Utah could save millions of dollars and provide health insurance to about 123,000 people if the state expands Medicaid. That was the conclusion of an independent cost-benefit analysis commissioned by the state.
The report from the nonpartisan Public Consulting Group based in Boston examines the impact of Utah’s options: no expansion, full expansion or partial expansion. Each option requires some investment by the state. Full expansion would provide coverage to all individuals with incomes at or below 138 percent of the poverty level. The report finds that initial costs to the state would be offset by tax revenue and savings to aid programs, with total initial savings estimated at $131 million. Lincoln Nehring, Senior Health Policy Analyst for Voices for Utah Children, says this bolsters the case that Medicaid expansion is affordable for the state.

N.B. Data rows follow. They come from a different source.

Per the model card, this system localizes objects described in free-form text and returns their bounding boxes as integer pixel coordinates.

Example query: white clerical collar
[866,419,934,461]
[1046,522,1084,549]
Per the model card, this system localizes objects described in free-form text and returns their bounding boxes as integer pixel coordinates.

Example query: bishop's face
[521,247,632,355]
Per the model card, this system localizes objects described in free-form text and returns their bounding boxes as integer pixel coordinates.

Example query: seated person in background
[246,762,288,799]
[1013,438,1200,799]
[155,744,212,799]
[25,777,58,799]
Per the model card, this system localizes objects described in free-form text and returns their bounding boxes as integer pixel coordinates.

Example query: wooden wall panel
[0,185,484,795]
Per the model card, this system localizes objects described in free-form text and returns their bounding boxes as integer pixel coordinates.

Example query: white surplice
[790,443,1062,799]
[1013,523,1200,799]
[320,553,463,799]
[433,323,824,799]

“What I hope this does is allows us to move forward, and understand that we can use those Medicaid dollars to form a Utah solution to do this,” Nehring says. “There is no excuse now not to do the Medicaid expansion. The question is how do we do the expansion, and there are a lot of different ways we can do that.”
The total cost would increase for the state over time, however. That’s in part why Utah’s Republican-controlled Legislature has opposed a Medicaid expansion. Governor Gary Herbert’s office has emphasized that this report is only one part of the overall review and analysis before he makes his decision expected this fall. The Governor’s Medicaid Expansion Work Group has been tasked with exploring the options and sharing its findings with Herbert. At the work group’s meeting, the public was given the opportunity to give testimony. Vaughn Davis read a letter from the Consumer Advisory Board for 4th Street Clinic, a homeless health organization.
“As you work together on this issue, we ask that you remember our lives,” Davis says. “We aren’t asking for anything special. We just want to be able to see a doctor when we are sick… and our only path is with Medicaid.”
The cost benefit analysis did not quantify the benefits or savings from improved health as a result of more citizens being insured.